AUTHOR=Széll András , Martínez-Bellver Sergio , Hegedüs Panna , Hangya Balázs TITLE=OPETH: Open Source Solution for Real-Time Peri-Event Time Histogram Based on Open Ephys JOURNAL=Frontiers in Neuroinformatics VOLUME=14 YEAR=2020 URL=https://www.frontiersin.org/journals/neuroinformatics/articles/10.3389/fninf.2020.00021 DOI=10.3389/fninf.2020.00021 ISSN=1662-5196 ABSTRACT=

Single cell electrophysiology remains one of the most widely used approaches of systems neuroscience. Decisions made by the experimenter during electrophysiology recording largely determine recording quality, duration of the project and value of the collected data. Therefore, online feedback aiding these decisions can lower monetary and time investment, and substantially speed up projects as well as allow novel studies otherwise not possible due to prohibitively low throughput.
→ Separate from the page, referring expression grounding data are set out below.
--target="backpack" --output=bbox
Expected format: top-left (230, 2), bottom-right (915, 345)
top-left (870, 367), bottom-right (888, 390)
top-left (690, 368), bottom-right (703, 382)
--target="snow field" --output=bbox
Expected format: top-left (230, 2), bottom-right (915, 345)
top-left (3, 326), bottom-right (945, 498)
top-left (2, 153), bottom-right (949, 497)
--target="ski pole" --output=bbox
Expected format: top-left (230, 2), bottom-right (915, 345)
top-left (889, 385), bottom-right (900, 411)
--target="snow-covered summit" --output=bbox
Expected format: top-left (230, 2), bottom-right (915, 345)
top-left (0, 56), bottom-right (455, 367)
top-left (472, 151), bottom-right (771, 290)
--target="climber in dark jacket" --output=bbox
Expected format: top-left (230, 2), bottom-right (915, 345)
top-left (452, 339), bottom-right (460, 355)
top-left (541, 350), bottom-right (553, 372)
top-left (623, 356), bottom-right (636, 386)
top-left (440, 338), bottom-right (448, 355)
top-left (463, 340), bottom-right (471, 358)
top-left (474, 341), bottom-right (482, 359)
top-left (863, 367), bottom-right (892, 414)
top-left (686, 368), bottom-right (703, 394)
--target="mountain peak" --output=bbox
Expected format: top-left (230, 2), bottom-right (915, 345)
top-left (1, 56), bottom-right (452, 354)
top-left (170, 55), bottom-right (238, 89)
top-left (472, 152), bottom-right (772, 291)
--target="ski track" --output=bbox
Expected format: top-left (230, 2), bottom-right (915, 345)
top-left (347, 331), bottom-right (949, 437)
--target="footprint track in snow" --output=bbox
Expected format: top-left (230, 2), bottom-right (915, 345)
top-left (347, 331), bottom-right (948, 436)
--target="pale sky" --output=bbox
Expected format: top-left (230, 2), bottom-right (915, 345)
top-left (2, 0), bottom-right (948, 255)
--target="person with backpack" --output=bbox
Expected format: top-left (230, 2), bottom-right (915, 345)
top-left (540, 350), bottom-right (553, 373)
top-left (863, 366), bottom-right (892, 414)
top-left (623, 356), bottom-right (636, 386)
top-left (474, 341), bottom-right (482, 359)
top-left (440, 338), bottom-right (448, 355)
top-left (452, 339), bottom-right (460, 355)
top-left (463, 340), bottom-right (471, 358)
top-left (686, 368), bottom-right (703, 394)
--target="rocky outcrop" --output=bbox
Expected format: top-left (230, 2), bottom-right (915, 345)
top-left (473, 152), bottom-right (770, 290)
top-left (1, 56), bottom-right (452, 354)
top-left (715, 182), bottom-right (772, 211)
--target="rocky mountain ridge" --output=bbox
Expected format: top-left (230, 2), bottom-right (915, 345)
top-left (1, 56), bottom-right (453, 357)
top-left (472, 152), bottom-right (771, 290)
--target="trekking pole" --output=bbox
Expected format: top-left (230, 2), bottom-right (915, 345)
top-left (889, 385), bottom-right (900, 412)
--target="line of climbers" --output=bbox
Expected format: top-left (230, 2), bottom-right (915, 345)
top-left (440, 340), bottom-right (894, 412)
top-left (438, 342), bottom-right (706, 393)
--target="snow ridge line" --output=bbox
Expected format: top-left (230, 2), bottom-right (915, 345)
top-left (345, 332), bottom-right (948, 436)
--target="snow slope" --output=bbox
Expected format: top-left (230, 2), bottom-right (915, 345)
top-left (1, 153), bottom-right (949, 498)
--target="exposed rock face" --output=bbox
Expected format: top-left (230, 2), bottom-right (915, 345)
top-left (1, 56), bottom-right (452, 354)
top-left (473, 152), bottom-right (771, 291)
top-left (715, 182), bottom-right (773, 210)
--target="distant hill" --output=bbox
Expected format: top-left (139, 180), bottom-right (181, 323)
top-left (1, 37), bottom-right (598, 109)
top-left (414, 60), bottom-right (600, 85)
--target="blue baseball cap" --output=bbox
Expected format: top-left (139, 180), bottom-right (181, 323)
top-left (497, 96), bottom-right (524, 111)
Real-time feedback is especially important in studies that involve optogenetic cell type identification by enabling a systematic search for neurons of interest. However, such tools are scarce and limited to costly commercial systems with high degree of specialization, which hitherto prevented wide-ranging benefits for the community. To address this, we present an open-source tool that enables online feedback during electrophysiology experiments and provides a Python interface for the widely used Open Ephys open source data acquisition system. Specifically, our software allows flexible online visualization of spike alignment to external events, called the online peri-event time histogram (OPETH). These external events, conveyed by digital logic signals, may indicate photostimulation time stamps for in vivo optogenetic cell type identification or the times of behaviorally relevant events during in vivo behavioral neurophysiology experiments. Therefore, OPETH allows real-time identification of genetically defined neuron types or behaviorally responsive populations. By allowing “hunting” for neurons of interest, OPETH significantly reduces experiment time and thus increases the efficiency of experiments that combine in vivo electrophysiology with behavior or optogenetic tagging of neurons.